3.6 Project Management Games.
In my last course, I prefer the use of Project Management Games:
The project management game (http://thatpmgame.com/). This game is centered on a common project management scheduling tool known as a Gantt chart. Basically the goal is to assign your staff to various tasks on the Gantt chart in such a way that the project is completed on-time and under budget.
This helps to understand the use of the Gantt Chart and how to manage human resources in the project.
Dr. Gresse work includes (http://www.inf.ufsc.br/~gresse/subpaginas/ProjectManagementTeaching.html):
Detective Game – what killed the project: Deductive tabletop game with the objective to monitor and control a software project using Earned Value Management.
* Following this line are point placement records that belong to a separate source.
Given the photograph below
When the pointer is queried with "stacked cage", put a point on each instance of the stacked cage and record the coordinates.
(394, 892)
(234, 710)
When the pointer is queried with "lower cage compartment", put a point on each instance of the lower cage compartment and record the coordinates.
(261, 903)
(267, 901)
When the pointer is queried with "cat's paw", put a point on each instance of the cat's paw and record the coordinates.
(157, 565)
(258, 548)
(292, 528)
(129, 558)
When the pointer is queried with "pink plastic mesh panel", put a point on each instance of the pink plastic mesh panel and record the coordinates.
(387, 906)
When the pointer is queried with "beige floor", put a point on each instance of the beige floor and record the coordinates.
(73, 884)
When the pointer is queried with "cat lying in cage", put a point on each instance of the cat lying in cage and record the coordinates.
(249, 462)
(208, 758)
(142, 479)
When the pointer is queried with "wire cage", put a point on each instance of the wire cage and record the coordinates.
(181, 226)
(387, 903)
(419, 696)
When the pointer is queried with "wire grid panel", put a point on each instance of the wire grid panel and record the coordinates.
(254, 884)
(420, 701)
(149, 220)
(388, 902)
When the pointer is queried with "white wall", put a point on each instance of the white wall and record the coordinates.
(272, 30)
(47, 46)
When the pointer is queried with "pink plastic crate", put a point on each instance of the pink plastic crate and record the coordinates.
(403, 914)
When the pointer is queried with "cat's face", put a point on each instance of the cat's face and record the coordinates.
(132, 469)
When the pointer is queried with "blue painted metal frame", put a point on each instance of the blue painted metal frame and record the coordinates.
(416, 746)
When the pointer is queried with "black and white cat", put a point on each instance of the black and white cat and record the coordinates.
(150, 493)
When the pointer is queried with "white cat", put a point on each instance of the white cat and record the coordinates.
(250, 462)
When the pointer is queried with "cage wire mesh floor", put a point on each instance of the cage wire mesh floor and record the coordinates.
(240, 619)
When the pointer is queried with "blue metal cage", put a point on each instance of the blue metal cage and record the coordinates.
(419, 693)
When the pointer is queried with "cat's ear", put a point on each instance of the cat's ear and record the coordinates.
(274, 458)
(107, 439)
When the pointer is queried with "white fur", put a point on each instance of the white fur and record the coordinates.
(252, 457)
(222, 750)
Earned Value Management Board Game: Board game with the objective to monitor and control a software project using Earned Value Management.
Leadership exercise: Dealing with difficult people
Applying SCRUM: Welcome to SCRUMIA. Group exercise with the purpose to plan and execute a sprint of a hypothetical project applying SCRUM as part of a project management course.
Paper tower competition: Group exercise with the objective to monitor a project for the construction of a paper tower using Earned Value Management.
agile42 – The Agile Coaching Company (http://www.agile42.com/en/) offers many options, like: Scrum Lego City (http://www.agile42.com/en/training/scrum-lego-city/ ), a game that let the student experience what it means to be agile, and the Kanban Pizza Game (http://agile42.com/en/blog/2011/09/23/kanban-pizza-game/), that let the student experience principles behind Kanban.
The site Games for pm learning (http://gamesforpmlearning.com/) has a tool that help us compare between many PM games available, including all of the above.
Ivan Rivera – Recived a Masters in Management of Information Technology by the Tecnológico de Monterrey and is a Certified Project Manager by PMI and Stanford University. Ivan has over 10 years of experience managing projects with strong restrictions on scope, time, cost and quality, aligned to organizational strategy. He has developed a strong foundation in business through various management positions in business services.